Tumidity tries to “transcend the limits of the sublime” through false elevation and overblown language. Puerility (from the Latin puer–boy) is the fault Longinus associates with pedants: it is comprised of “learned trifling,” a hair-splitting (often seen in the pages of College English, and anything coming out of an MLA convention) which becomes “tawdry and affected.” Parenthyrsus is the expression of false, empty, or out-of-place passion, a kind of mawkish, tear-jerker sentimentality of the lowest-common-denominator sort. Longinus identifies as the source of these “ugly and parasitical growths in literature” the “pursuit of novelty in the expression of ideas.”

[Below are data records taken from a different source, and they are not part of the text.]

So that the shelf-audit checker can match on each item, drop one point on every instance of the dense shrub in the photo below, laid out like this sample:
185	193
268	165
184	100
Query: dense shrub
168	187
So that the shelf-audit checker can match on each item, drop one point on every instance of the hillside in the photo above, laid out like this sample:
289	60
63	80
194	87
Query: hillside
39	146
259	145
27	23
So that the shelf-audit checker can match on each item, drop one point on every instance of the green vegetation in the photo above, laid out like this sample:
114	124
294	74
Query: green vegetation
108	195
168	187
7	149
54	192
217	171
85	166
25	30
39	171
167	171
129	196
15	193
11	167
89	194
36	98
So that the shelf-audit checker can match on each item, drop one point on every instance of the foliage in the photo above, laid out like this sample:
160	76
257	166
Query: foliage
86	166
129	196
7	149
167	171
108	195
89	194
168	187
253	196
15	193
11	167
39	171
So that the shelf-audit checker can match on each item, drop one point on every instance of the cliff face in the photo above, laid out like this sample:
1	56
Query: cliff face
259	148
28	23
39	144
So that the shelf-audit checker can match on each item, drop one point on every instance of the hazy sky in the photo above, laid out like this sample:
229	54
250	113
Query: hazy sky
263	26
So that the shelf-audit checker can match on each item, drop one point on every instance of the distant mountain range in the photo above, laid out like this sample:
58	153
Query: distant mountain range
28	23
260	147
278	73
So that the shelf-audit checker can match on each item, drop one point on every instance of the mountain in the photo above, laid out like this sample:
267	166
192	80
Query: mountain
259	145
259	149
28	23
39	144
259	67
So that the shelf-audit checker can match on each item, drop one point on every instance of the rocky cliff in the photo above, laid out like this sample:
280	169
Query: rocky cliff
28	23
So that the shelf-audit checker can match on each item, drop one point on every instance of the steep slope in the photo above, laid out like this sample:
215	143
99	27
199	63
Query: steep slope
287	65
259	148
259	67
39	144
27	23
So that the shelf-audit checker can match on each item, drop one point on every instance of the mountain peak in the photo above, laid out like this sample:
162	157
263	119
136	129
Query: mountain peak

Longinus goes on to identify five elements of the sublime:
1) “the power of forming great conceptions”;
2) “vehement and inspired passion”;
3) “the due formation of figures”;
4) “noble diction”; and
5) “dignified and elevated composition.”
He recognizes great art by the presence of great ideas; great ideas, in turn, are conceived of by great men: “it is not possible that men with mean and servile ideas and aims prevailing throughout their lives should produce anything that is admirable and worthy of immortality. Great accents we expect to fall from the lips of those whose thoughts are deep and grave.” These great men capable of great ideas will also be capable of deep and sincere feeling which transcends the mawkish emotions of parenthyrsus. The “vehement and inspired passion” required for the sublime will, like great ideas, spring only from those without “mean and servile ideas.” The “due formation of figures” concerns those ways in which elevated thought and feeling may be best expressed: “a figure is at its best when the very fact that it is a figure escapes attention.” Noble language is that which transports the audience without distracting the audience: it is language which is transparent to the transcendent–to borrow one of Joseph Campbell’s favorite phrases. “Dignified and elevated composition” is that which forms important elements into an organic unity. There are, according to Longinus, six types of “figures”:

1) amplification
2) inversions of word order
3) polyptota–accumulations, variations, and climaxes
4) particulars combined from the plural to the singular
5) interchange of persons–addressing the audience as “you”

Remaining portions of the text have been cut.